Hearing these words might have provided some small comfort, but knowing we had to make a choice for him was devastating us. The vet told us if he managed to make it through the heart failure, he would be taking a minimum of eight pills a day to manage the cardiomyopathy. These pills would change his life, most likely making him very uncomfortable, depressed, and nauseous. His energy would be low, he wouldn't run again, and there would be repeated vet visits to find the right mixture of the drugs. At the most, the pills might buy him a few days, maybe a few weeks. And when I mentioned that Belly was a truly exceptional dog, and maybe he could have an exceptional recovery, she said at the very most he might have a few months on the pills.
When Tim and I adopted Belly, we promised to always take care of him. We promised that no one would ever hurt him. And we promised to love him forever and make the best choices for him. And on this day, these promises meant letting him go. To do anything else would have been just for us, and not for our baby boy.
Saying goodbye to Belly is the hardest thing we have ever had to face. Belly was the center of our happy family, the fuzzy little guy our world revolved around. Knowing we will never be able to hug him or cuddle him again is heartbreaking. And the way everything progressed so quickly means that it is difficult for us to come to terms with him being gone. We find ourselves saying to one another throughout the day, "But he was so healthy. I don't understand."
But if we push ourselves to think like Belly would, we remember that this little guy - when he and his sister Nit Noi were first brought to the Park - wasn't expected to live seven days let alone 7.5 years. Who could have guessed our little jungle pup would become a world traveler and an ocean dog?
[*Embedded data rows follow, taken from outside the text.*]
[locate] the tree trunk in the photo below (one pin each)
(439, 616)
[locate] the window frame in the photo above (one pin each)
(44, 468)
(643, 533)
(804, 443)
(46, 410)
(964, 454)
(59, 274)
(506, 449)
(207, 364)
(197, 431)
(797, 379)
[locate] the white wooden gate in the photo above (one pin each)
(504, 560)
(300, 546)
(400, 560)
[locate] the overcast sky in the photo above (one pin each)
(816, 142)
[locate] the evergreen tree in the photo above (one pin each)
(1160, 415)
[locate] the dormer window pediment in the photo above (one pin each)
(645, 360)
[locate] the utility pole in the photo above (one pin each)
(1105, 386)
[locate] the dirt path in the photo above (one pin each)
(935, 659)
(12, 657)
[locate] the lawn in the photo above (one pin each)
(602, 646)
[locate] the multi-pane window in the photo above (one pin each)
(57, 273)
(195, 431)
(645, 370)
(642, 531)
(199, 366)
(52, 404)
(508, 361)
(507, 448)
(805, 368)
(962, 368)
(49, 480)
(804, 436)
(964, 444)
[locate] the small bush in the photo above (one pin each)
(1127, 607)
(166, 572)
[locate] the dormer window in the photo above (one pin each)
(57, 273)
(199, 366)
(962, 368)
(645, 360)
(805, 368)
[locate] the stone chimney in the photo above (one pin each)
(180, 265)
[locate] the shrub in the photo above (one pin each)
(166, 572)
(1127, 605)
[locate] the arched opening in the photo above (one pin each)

And who could have known the amount of love his adoption story, not to mention his incredibly goofy grin, would spread around the world?
Belly lives very much on in our hearts and in our memories and in our dreams. As we held him when the vet helped him go to sleep, we promised to meet him in our dreams every night. And we do. In our dreams, our happy little family is together and we walk down to the water. And as we sit in wonder looking out over the ocean, Belly sniffs the ocean breeze alongside us, nuzzling our hands to be petted, his eyes shining brightly as he looks forward to his next great adventure.